The synapse between two large squid axons was the site where it was demonstrated, in the late 1960s and early 1970s, that calcium ions are the signal for nerve cells to release transmitters - the molecules that carry information across the synapse. The squid axon was the cell in which neurobiologists more recently discovered and came to understand the channels through which calcium enters, and the changes it causes inside the cell that result in the release of transmitters. And the squid axon is the cell in which biologists today are studying the proteins that regulate the release of neurotransmitters.

The importance of this line of research, Llinas says, goes beyond the question of how nerve cells work. Synaptic transmission, after all, is just one of the ways cells modify their membranes in response to the world outside the cell. Proteins similar or identical to the ones that regulate the release of neurotransmitters are found in a variety of cell types, where they regulate, for instance, the Golgi apparatus, a membrane-like structure inside cells that stores, modifies, and packages substances the cell secretes.

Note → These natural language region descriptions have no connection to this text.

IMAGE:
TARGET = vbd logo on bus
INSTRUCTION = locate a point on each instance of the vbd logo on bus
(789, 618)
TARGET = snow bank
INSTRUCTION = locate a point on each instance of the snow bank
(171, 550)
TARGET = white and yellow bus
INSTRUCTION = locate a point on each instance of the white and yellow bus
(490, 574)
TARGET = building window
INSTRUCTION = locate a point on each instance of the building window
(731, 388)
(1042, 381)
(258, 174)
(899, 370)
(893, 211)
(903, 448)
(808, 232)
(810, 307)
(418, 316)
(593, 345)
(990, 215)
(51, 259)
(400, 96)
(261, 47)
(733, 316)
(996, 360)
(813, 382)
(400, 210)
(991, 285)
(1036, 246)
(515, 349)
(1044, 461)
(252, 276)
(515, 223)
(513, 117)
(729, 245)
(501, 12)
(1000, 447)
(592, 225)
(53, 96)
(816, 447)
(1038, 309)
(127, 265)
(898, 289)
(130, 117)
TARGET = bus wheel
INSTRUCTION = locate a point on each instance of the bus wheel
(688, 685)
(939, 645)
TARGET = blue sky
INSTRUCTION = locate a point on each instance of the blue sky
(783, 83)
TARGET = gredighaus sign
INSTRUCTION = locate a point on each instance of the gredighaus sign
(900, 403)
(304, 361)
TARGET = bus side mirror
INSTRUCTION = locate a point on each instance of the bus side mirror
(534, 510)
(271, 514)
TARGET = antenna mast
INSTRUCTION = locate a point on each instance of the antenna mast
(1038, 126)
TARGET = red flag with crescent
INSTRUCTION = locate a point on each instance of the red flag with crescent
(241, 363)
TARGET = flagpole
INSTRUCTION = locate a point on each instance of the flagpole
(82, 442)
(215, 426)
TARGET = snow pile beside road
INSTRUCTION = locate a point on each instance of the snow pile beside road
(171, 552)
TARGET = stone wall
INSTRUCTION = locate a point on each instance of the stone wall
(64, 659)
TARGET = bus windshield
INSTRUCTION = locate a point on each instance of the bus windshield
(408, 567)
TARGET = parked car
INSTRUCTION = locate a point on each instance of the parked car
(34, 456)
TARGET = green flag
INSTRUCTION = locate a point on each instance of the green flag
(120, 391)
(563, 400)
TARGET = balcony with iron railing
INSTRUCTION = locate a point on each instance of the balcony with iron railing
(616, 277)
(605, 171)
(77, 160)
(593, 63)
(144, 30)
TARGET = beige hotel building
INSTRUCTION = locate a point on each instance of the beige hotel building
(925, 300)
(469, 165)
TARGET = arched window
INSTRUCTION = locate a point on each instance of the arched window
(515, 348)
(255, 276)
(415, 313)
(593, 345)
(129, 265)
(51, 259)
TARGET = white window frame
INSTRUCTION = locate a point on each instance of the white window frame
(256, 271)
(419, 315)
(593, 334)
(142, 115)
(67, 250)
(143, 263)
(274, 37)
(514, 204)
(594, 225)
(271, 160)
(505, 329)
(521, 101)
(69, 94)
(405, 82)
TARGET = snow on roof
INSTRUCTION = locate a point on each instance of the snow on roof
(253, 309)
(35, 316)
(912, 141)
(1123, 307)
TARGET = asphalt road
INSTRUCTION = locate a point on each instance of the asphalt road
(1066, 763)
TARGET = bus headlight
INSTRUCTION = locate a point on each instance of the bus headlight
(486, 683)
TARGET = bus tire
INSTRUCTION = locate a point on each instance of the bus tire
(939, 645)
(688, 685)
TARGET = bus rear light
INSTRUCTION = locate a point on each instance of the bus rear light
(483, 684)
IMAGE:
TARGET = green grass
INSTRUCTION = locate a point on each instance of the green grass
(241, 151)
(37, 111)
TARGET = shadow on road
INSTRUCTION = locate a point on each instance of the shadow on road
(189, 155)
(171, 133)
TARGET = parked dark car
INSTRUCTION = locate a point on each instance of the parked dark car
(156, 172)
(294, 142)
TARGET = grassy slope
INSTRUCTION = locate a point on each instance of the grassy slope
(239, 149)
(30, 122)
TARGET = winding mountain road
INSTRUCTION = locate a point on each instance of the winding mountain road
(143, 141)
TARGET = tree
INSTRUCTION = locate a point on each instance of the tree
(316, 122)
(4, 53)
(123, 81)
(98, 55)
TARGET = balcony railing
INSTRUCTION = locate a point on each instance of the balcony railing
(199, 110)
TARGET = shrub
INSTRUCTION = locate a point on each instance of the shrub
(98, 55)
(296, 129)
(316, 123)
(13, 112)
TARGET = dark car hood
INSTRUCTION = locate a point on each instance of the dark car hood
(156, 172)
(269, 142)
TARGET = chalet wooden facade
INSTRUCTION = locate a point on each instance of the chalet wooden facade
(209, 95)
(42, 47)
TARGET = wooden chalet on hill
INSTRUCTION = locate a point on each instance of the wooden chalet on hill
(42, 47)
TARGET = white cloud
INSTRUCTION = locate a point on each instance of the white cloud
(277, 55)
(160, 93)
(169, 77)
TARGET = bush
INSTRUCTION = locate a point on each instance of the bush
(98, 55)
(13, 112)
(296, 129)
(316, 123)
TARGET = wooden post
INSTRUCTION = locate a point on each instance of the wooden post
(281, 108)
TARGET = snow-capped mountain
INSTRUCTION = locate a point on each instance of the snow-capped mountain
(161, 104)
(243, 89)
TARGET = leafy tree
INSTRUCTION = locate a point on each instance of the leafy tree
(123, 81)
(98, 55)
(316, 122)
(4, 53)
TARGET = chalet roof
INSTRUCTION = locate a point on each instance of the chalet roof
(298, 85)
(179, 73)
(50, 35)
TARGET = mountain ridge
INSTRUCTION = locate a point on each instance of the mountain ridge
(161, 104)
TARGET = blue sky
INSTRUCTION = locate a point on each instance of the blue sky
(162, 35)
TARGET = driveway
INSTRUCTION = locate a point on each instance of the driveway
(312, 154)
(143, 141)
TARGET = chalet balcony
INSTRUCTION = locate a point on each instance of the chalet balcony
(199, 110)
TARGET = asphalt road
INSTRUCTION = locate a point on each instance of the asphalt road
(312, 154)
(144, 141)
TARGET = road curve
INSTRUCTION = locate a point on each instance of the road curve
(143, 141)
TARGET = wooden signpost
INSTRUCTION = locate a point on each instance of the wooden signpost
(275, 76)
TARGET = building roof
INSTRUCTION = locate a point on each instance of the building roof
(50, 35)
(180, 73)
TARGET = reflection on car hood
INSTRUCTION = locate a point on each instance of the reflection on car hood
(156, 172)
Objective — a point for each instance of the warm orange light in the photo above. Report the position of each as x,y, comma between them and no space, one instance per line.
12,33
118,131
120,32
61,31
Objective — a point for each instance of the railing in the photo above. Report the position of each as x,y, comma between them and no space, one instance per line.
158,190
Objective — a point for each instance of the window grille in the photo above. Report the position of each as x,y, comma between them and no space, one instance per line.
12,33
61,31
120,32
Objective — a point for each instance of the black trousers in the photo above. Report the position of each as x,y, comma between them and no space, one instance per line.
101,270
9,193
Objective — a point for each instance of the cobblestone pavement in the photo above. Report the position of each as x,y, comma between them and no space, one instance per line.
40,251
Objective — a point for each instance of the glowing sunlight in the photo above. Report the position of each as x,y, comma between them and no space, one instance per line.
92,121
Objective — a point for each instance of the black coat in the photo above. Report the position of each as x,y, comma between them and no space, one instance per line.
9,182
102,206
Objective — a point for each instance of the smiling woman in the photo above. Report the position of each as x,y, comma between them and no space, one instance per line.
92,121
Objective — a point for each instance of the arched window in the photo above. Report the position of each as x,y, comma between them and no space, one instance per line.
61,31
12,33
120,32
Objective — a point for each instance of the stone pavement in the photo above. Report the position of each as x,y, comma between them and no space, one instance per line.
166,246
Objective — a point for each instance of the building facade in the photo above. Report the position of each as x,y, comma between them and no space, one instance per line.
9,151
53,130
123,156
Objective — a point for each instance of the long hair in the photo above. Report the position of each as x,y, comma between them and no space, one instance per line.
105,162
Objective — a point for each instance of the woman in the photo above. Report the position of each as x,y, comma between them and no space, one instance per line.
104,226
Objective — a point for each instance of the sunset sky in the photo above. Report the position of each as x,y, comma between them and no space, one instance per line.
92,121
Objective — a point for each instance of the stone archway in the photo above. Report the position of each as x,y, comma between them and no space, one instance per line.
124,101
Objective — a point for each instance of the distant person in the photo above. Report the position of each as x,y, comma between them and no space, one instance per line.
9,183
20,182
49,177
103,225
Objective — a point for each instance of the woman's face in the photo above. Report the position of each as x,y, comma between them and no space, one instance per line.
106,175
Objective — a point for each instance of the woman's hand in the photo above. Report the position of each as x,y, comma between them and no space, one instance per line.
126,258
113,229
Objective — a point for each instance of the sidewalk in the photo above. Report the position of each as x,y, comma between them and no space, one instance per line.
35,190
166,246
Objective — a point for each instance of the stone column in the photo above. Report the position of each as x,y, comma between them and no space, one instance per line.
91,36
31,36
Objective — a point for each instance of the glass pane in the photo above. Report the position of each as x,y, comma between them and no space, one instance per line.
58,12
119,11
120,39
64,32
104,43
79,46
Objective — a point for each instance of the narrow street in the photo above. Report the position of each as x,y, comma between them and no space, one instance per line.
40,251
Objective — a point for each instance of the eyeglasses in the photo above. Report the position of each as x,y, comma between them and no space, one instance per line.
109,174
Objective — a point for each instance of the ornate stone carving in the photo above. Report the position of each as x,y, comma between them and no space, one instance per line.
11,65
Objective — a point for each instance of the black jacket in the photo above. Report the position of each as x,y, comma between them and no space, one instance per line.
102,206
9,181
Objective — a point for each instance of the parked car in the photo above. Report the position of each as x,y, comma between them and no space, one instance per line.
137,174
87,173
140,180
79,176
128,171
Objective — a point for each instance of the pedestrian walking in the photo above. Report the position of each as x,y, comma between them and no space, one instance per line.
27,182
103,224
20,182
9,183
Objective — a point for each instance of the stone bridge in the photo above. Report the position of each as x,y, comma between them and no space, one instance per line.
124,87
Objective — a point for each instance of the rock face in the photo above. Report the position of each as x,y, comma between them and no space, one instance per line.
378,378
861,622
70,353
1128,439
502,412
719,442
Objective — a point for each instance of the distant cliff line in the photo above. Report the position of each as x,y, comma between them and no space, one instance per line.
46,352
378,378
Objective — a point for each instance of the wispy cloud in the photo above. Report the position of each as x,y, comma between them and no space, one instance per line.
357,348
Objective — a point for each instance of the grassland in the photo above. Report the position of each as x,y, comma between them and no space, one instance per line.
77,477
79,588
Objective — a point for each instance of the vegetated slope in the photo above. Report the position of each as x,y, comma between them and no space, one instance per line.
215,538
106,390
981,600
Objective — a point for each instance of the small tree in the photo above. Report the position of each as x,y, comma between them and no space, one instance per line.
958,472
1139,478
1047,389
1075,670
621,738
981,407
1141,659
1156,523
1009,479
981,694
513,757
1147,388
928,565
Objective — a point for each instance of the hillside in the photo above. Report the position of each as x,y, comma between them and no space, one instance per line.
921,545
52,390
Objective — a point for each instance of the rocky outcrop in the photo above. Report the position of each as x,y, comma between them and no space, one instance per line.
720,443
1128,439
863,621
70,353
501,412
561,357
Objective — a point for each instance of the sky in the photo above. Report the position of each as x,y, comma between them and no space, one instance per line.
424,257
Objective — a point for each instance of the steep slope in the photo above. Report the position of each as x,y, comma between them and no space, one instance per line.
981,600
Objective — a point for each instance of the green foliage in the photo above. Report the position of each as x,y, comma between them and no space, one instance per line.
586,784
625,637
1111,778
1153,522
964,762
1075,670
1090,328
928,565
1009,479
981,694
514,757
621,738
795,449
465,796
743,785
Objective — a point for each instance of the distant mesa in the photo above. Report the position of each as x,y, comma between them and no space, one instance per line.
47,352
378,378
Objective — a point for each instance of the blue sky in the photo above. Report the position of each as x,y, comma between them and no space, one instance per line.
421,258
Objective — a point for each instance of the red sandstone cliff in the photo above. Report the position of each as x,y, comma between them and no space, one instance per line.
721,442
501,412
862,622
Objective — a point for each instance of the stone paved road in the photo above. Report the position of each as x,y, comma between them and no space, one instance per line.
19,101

Other proteins discovered in studies of synaptic transmission regulate the cell's release of hormones and growth factors.

Today, long after the original questions about the electrical activity of nerve cells were answered, the molecular mechanisms of neurotransmitter release are shedding light on the question of how cell size is regulated and how cell membranes are modified in response to internal and external signals.

Nine presidents have been have come and gone since J. Z. Young suggested squid axons might be suitable for study. The price of men's suits has risen by an order of magnitude and the discovery of the chemical structure of genes is now a part of science history - and the end of the information biologists hope to extract from J. Z. Young's suitable cell still is not in sight.